March 15, 2021

Detail VIII: A Case Study II

I had previously worked on height generation here: Detail I: One Mile Hexes. The underlying terrain is one of the more fundamental issues to tackle, as it determines road and river placement.

However, as we shall see, it's not of first priority for this particular Case Study. In the general case, the topography is important for placing rivers and other features; it'll be important here for roads, but rivers are all predetermined.

With that in mind, the altitudes of each 20-hex are defined as best I can. The 20-hex I'll work on first is designated No. 24. Its neighbors are 14, 15, 23, 25, 34, and 35. The heights for each of these must also be defined, or at least for most of them if available.

With these in hand, we can use IDW to get weights for each 1-hex based on the distance to the centers of the neighboring 20-hexes. The IDW output is heavily dependent on the number of neighbors $k$ and the exponent $x$ used to control the drop. The following graph shows the altitudes of a line of hexes across the middle of 24 and 25, with $k=2,\, x=2$.

Applied to all subhexes, the altitude is as follows (heights exaggerated for display, these low heights do not show up well in greyscale):

Some artifacts are still just barely visible, because $k=2$ means that only the central 20-hex and the closest neighbor will matter. Expanding that to $k=3, x=3$ may yield better results. There are still some artifacts, but these will probably get washed out when we add a little noise.

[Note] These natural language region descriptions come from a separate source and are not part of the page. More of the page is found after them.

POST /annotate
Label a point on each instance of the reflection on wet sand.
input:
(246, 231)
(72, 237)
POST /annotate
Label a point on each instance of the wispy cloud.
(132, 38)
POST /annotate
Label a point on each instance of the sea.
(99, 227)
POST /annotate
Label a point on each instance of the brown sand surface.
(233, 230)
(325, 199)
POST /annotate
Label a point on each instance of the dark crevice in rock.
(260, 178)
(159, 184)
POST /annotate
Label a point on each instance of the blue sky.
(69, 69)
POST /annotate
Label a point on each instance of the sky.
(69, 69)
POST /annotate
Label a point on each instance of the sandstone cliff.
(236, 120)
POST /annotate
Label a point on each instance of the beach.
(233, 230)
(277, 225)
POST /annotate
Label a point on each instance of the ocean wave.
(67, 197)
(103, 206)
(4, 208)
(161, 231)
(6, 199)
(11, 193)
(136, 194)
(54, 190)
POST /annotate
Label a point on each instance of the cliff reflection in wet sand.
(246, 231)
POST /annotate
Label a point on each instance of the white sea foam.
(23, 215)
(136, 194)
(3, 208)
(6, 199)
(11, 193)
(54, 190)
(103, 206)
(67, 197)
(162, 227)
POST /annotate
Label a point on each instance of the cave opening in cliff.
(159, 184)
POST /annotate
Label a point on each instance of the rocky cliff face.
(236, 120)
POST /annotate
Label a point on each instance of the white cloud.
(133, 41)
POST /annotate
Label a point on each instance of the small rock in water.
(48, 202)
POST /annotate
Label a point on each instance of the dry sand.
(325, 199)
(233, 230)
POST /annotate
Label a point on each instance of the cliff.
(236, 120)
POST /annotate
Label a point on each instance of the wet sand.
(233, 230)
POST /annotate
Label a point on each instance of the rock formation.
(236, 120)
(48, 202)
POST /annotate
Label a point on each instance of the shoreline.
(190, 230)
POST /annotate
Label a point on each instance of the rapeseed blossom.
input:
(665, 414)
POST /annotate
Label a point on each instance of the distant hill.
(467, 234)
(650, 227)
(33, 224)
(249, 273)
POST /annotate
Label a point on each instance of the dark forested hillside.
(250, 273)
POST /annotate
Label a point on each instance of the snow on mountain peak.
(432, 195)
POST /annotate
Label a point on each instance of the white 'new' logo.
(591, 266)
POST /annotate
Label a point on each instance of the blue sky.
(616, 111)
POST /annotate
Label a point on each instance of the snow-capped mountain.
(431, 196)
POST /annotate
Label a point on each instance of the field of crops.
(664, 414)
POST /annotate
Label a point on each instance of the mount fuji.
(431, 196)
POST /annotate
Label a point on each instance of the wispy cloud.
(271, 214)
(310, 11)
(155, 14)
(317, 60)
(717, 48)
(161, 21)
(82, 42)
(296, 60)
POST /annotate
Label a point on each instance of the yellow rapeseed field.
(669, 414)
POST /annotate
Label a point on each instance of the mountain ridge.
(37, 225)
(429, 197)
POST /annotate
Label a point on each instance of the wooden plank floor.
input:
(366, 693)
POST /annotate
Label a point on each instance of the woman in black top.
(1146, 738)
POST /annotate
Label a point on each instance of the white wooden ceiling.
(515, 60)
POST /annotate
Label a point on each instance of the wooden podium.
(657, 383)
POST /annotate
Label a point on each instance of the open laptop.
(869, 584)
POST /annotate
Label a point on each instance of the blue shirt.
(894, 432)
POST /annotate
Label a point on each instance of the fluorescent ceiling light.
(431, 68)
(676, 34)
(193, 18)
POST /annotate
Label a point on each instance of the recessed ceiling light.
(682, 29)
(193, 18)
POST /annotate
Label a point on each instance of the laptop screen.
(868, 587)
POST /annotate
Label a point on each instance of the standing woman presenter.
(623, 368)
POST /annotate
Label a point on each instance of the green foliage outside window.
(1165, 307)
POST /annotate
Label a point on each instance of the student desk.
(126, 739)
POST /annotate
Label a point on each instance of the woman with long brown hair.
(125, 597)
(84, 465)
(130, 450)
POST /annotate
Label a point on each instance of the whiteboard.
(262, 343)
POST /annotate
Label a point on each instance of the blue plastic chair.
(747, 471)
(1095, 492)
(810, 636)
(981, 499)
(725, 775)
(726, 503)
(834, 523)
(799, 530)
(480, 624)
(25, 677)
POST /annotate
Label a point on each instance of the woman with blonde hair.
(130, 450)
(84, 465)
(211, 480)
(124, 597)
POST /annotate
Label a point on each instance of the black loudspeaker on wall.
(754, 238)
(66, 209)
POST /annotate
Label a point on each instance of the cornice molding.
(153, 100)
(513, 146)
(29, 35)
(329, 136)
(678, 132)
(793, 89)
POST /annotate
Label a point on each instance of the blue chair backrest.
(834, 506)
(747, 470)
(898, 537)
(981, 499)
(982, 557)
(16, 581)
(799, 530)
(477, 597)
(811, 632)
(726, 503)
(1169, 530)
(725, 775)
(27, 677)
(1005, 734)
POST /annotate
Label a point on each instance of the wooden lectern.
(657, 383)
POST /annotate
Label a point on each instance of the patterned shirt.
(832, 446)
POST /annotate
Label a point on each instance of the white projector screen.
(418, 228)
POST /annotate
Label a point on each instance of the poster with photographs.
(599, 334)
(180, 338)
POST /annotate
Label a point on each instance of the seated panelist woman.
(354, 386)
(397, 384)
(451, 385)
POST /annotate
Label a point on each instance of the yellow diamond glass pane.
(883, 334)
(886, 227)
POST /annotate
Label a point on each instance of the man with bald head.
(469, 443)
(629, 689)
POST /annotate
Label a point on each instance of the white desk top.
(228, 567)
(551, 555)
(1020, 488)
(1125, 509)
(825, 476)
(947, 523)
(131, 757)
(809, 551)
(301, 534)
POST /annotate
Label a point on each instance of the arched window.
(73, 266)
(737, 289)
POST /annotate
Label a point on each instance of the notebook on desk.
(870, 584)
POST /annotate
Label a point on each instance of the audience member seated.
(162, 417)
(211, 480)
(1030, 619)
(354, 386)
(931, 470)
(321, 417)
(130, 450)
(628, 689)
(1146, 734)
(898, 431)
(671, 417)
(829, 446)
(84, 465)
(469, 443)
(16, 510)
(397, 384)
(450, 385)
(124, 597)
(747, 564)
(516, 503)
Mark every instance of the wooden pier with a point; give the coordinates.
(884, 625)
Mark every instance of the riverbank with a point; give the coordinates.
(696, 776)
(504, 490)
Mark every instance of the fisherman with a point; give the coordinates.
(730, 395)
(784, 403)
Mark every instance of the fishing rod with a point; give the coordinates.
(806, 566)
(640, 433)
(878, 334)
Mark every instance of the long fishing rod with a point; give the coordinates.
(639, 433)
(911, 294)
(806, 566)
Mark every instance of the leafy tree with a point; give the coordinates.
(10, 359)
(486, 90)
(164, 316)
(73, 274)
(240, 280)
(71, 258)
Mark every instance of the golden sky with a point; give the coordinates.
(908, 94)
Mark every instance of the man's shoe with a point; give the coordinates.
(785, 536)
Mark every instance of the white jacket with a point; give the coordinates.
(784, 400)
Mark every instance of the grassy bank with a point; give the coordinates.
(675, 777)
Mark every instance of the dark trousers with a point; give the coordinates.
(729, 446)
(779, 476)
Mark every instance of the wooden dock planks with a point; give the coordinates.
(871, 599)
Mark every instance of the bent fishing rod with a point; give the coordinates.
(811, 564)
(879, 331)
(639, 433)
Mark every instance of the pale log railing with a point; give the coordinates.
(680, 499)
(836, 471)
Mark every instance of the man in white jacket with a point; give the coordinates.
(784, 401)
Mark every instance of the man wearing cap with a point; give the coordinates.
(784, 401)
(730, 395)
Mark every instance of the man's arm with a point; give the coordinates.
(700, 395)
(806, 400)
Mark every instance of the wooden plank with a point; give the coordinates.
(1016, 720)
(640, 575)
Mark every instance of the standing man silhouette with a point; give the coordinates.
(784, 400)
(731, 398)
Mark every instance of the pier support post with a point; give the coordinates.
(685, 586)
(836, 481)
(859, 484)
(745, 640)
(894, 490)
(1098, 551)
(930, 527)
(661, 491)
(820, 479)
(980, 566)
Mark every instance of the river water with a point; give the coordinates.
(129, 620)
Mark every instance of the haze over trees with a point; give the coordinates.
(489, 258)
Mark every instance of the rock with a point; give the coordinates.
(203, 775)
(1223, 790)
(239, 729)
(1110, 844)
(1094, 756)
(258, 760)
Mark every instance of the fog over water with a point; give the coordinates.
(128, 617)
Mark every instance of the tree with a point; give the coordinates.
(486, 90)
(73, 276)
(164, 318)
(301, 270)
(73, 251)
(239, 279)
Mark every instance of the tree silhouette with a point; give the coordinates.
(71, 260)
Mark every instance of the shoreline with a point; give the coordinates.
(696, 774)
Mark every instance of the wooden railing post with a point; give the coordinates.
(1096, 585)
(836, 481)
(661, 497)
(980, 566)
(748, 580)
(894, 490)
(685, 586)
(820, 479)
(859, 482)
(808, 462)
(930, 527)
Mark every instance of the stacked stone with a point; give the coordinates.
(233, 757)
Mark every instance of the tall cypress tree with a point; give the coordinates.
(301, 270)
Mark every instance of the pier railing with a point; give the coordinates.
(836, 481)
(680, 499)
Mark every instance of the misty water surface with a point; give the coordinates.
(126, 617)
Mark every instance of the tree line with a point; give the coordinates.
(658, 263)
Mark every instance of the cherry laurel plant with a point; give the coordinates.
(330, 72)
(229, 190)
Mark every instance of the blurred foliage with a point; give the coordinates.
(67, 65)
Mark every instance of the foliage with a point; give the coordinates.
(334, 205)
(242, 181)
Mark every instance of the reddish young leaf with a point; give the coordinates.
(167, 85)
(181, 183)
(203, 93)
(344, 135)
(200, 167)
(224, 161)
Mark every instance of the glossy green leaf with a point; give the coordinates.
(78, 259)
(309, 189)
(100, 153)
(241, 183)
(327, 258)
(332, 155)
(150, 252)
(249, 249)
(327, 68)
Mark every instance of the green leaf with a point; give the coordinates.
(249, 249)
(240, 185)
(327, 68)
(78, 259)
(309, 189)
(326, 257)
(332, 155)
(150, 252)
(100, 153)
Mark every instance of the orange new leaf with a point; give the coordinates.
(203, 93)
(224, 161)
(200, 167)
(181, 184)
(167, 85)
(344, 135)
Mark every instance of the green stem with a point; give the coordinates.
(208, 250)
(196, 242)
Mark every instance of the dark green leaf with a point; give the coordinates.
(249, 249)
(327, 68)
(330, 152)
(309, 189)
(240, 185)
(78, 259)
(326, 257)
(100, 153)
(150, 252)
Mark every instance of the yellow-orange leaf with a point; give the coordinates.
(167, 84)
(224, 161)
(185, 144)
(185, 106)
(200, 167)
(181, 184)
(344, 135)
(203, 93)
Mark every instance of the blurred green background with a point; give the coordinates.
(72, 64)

The amount of noise is determined by the topography type. Hex 24 is coded as "hills," and so the standard deviation of the gaussian function is set to $\sigma=150/6$. I'm still playing with those values: that is not a lot of height variation over 364 sq miles. Hex 25 has a topography of "plains," so the gaussian is contracted to $\sigma=25/6$.

 

That's not looking too bad. I considered a further "relaxation" step, where each hex would spill a bit of its height into its lowest neighbor. But that would require information we don't have in the self-contained system for the border hexes, and might lead to edge artifacts when 20-hexes are combined. So for now this seems good enough.